The Zacks Consensus Estimate for third-quarter fiscal 2022 revenues is pegged at $7.97 billion, suggesting a 2.5% rise from the year-ago reported number.
Key Picks
A few better-ranked stocks in the broader medical space are Apollo Endosurgery, Inc. , McKesson Corporation (MCK - Free Report) and Thermo Fisher Scientific Inc. (TMO - Free Report) , each carrying a Zacks Rank #2 (Buy). You can see the complete list of today’s Zacks #1 Rank (Strong Buy) stocks here.
Apollo Endosurgery has a long-term earnings growth rate of 7%. The company surpassed earnings estimates in the trailing four quarters, delivering a surprise of 25.6%, on average.
Apollo Endosurgery has outperformed its industry over the past year.
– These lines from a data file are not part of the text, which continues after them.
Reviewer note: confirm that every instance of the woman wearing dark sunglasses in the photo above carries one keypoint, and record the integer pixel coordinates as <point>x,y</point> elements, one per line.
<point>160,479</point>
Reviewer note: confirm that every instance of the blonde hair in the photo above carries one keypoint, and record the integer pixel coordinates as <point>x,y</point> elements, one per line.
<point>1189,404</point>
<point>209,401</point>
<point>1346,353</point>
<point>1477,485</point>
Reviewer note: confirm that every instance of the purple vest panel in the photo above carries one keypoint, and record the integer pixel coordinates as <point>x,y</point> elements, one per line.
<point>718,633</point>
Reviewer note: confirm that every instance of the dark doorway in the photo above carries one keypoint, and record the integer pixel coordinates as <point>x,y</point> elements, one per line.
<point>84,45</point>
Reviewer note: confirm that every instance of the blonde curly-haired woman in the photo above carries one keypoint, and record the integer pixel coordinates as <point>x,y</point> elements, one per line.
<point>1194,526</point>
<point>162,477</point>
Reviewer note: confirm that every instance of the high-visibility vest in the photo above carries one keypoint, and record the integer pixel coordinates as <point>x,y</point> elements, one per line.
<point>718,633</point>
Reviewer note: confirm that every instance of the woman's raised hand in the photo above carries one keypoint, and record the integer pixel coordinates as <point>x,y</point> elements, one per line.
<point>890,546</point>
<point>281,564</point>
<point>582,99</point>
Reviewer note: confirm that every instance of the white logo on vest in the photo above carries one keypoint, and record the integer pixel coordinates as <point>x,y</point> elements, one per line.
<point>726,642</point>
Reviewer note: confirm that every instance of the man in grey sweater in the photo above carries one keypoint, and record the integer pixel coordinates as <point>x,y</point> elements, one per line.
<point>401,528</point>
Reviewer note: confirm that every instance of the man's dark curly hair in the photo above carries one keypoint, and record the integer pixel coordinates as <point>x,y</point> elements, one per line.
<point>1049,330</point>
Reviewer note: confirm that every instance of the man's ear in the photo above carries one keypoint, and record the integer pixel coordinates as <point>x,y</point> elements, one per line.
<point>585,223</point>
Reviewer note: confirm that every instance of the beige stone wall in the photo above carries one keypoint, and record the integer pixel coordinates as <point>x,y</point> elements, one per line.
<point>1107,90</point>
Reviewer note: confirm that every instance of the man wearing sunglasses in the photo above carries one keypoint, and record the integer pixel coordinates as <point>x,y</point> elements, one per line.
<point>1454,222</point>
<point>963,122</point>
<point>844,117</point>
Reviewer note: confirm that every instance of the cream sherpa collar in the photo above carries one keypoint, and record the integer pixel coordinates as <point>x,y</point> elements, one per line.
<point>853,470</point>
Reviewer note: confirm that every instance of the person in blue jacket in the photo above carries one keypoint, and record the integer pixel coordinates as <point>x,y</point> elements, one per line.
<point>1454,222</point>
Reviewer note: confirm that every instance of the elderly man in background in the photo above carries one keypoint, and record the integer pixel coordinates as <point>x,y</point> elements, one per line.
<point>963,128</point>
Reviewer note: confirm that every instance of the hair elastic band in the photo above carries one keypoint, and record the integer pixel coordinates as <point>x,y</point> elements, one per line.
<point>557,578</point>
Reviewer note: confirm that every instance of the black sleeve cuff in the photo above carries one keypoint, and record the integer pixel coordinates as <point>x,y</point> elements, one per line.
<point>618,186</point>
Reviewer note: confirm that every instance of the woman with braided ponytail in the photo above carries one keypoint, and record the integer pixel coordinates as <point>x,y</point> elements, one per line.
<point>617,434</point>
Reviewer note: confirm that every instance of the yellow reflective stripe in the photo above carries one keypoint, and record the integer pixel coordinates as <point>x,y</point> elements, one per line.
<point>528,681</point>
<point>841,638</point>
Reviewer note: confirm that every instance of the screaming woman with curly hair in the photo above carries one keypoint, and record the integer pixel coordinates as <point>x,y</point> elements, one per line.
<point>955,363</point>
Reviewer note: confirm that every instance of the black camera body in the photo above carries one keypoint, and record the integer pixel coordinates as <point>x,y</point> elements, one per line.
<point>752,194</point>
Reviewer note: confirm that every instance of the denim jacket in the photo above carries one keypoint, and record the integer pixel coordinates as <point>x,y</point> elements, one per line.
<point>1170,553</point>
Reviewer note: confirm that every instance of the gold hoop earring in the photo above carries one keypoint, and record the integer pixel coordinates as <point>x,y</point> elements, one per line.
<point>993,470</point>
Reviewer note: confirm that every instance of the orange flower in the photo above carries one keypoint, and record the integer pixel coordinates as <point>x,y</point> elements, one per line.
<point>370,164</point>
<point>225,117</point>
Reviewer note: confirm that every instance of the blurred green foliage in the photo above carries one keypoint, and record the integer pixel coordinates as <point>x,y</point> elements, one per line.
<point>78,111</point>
APEN has gained 131.4% versus the 4.8% industry growth.
McKesson has a long-term earnings growth rate of 9%. The company surpassed earnings estimates in the trailing four quarters, delivering a surprise of 19.9%, on average.
McKesson has outperformed its industry over the past year. MCK has gained 38.8% versus the 12.4% industry rise.
Thermo Fisher has a long-term earnings growth rate of 14%. The company surpassed earnings estimates in the trailing four quarters, delivering an average surprise of 9%.
Thermo Fisher has outperformed its industry over the past year. TMO has rallied 38.7% versus the industry’s 4.8% rise.